Top 10 Must See Places in Provence & Cote d’Azur according to DK (France)
10. Casino de Monte Carlo
Monte Carlo is situated on a prominent escarpment at the base of the Maritime Alps along the French Riviera. Near the western end of the quarter is the world-famous Place du Casino, the gambling center which has made Monte Carlo “an international byword for the extravagant display and reckless dispersal of wealth”.
9. Abbaye Notre-Dame de Sénanque
Sénanque Abbey is a Cistercian abbey near the village of Gordes in the département of the Vaucluse in Provence. It was founded in 1148 under the patronage of Alfant, bishop of Cavaillon, and Ramon Berenguer II, Count of Barcelona, Count of Provence, by Cistercian monks who came from Mazan Abbey in the Ardèche. Temporary huts housed the first community of impoverished monks.

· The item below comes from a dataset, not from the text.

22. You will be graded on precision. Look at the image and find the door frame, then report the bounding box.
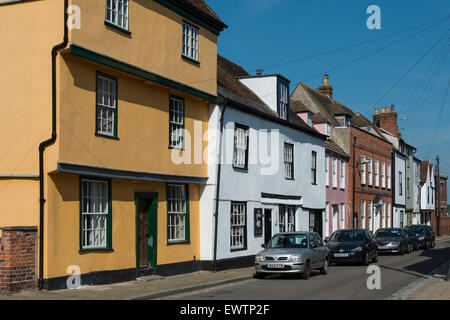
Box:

Vaison-la-Romaine (Latin: Vasio Vocontiorum) is a commune in the Vaucluse department in the Provence-Alpes-Côte d’Azur region in southeastern France. The historic section is in two parts, the Colline du Château on a height on one side of the Ouvèze, the “upper city” and on the opposite bank, the “lower city” centered on the Colline de la Villasse.
7. The Camargue
The Camargue is the region located south of Arles, France, between the Mediterranean Sea and the two arms of the Rhône River delta. The eastern arm is called the Grand Rhône; the western one is the Petit Rhône.
Saint-Tropez is a town in the French Riviera. Made famous by Brigitte Bardot, it has for long has been a hot destination for the rich and famous. But the town has plenty for everyone. The “village” itself is easily walked and enjoyed. The waterfront is crowded with cafes and shops with “elite” offerings. A block or two inland, through narrow streets and alleys, you’ll find fewer stores and cafes, quaint and interesting studios, homes and a few historical structures.
5. Vieux Nice
Nice is a large city in France on the French Riviera. It’s a popular destination for vacationers both young and old, with something to offer nearly everyone. It is well known for the beautiful view on the Promenade des Anglais, its famous waterfront, and is an ethnically diverse port city. The old town (Vieux Nice) beneath the hill is a maze of streets and alleys, with many picturesque houses, boutiques and home to the daily flower and fruit market of the Cours Saleya.
Aix-en-Provence is a small, classically Provençal town, famous for being home to Cézanne; the addition of the TGV (high-speed train) station has brought lots of vacationers from the north, and Aix has turned into a shopping town with high variety and representation considering its small size.
3. Roman Arles
Remote, uneventful, but definitely no waste of time, Arles is absolutely steeped in Provençal culture. The museums are small, but have some interested artifacts. Unfortunately there are no Van Goghs to be found in the city, despite the fact that his residence in Arles was his most productive. Chico Bouchiki, co-founder of the gypsy kings, as well as the rest of the band, is from Arles. Take a lazy stroll along the Rhône, dip into a café and continue strolling.
2. Grand Canyon du Verdon
The Verdon Gorge (in French: Gorges du Verdon or Grand canyon du Verdon), in south-eastern France (Alpes-de-Haute-Provence), is a river canyon that is often considered to be one of Europe’s most beautiful. It is about 25 kilometres long and up to 700 metres deep. The most impressive part lies between the towns of Castellane and Moustiers-Sainte-Marie, where the river has cut a ravine to a depth of 700 metres through the limestone mass.
1. Palais des Papes
The Palais des Papes (Papal palace) is a historical palace in Avignon, southern France, one of the largest and most important medieval Gothic buildings in Europe. One time fortress and palace, the papal residence was the seat of Western Christianity during the 14th century.